Tre'von Johnson

No. 58
- Position: Linebacker

Personal information
- Born: February 10, 1995 (age 31) St. Louis, Missouri
- Listed height: 6 ft 1 in (1.85 m)
- Listed weight: 235 lb (107 kg)

Career information
- High school: Hunter (West Valley City, Utah)
- College: Weber State (2013–2016)
- NFL draft: 2017: undrafted

Career history
- Arizona Cardinals (2017)*; Dallas Cowboys (2017); Seattle Seahawks (2018)*; Los Angeles Chargers (2018–2019);
- * Offseason or practice squad member only

Awards and highlights
- Second-team All-Big Sky (2015); All-Big Sky (2016);
- Stats at Pro Football Reference

= Tre'Von Johnson =

American football player (born 1995)

Tre'Von Johnson (born February 10, 1995) is an American former football linebacker. He played college football at Weber State University.

==Early life==
Johnson attended Hunter High School, where he was a two-way play at running back and safety. As a senior, he registered 98 carries for 633 yards, 11 touchdowns and 2 interceptions. He earned second-team All-region and 5A honorable-mention All-state honors.
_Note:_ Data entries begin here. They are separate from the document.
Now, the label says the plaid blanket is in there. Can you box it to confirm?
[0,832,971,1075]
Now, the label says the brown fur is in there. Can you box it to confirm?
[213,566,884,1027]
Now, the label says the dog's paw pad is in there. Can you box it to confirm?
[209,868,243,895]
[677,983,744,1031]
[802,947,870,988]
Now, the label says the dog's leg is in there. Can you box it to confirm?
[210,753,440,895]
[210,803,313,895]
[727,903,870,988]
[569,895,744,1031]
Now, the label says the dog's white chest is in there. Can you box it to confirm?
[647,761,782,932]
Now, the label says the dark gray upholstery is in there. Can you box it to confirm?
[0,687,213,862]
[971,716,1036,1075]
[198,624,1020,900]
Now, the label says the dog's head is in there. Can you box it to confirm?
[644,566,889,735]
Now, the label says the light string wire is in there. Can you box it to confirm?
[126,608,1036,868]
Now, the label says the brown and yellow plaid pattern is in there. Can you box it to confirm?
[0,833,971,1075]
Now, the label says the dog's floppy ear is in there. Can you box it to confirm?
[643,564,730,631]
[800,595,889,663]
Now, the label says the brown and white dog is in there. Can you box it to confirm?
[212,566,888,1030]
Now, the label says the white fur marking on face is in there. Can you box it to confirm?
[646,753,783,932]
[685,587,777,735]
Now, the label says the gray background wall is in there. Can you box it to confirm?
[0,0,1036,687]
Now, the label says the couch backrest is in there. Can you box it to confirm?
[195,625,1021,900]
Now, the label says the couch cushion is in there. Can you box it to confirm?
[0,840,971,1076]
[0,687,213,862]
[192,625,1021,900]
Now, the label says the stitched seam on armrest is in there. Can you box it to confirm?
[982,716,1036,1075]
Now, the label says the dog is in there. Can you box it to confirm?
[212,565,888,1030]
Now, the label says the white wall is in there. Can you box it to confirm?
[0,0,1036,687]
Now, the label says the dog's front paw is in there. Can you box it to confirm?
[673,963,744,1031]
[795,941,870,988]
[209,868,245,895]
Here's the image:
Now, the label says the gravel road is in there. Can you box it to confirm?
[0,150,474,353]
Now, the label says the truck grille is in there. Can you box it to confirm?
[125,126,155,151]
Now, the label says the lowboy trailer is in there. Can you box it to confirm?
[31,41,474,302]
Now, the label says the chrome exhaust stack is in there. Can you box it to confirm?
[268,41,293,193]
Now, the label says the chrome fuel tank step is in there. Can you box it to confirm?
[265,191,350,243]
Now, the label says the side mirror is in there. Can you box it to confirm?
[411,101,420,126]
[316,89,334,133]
Johnson accepted a football scholarship from Weber State University. As a freshman, he 38 tackles (14 solo) and 2 tackles for loss. The next year, he started in 11 games at safety, recording 62 tackles (fourth on the team), 3.5 tackles for loss, one quarterback pressure and one pass defensed. Against Portland State University, he made 14 tackles (seven solo).

As a junior, he was moved to linebacker, tallying 10 starts, 66 tackles (fourth on the team), 4.5 sacks (sixth in the conference), 9.5 tackles for loss (eighth in the conference). Against the University of Montana, he recorded 13 tackles and 1.5 tackles for loss.

As a senior, he posted 92 tackles, 4.5 sacks (led the team), 12.5 tackles for loss (sixth in the conference). Against the University of South Dakota, he made 15 tackles.

==Professional career==
===Arizona Cardinals===
Johnson signed the Arizona Cardinals as an undrafted free agent on May 2, 2017. He was waived by the Cardinals on September 2.

===Dallas Cowboys===
On September 27, 2017, Johnson was signed to the Dallas Cowboys' practice squad. On December 26, he was promoted to the active roster to secure his rights for the 2018 season.

On September 1, 2018, Johnson was waived by the Cowboys.

===Seattle Seahawks===
On September 14, 2018, Johnson was signed to the Seattle Seahawks' practice squad, but was released four days later.

===Los Angeles Chargers===
On October 10, 2018, Johnson was signed to the Los Angeles Chargers' practice squad. He was promoted to the active roster on November 13. He was waived on December 13 and re-signed to the practice squad. He signed a reserve/future contract with the Chargers on January 14, 2019.

On August 2, 2019, Johnson was waived/injured by the Chargers and placed on injured reserve. He was released on December 5.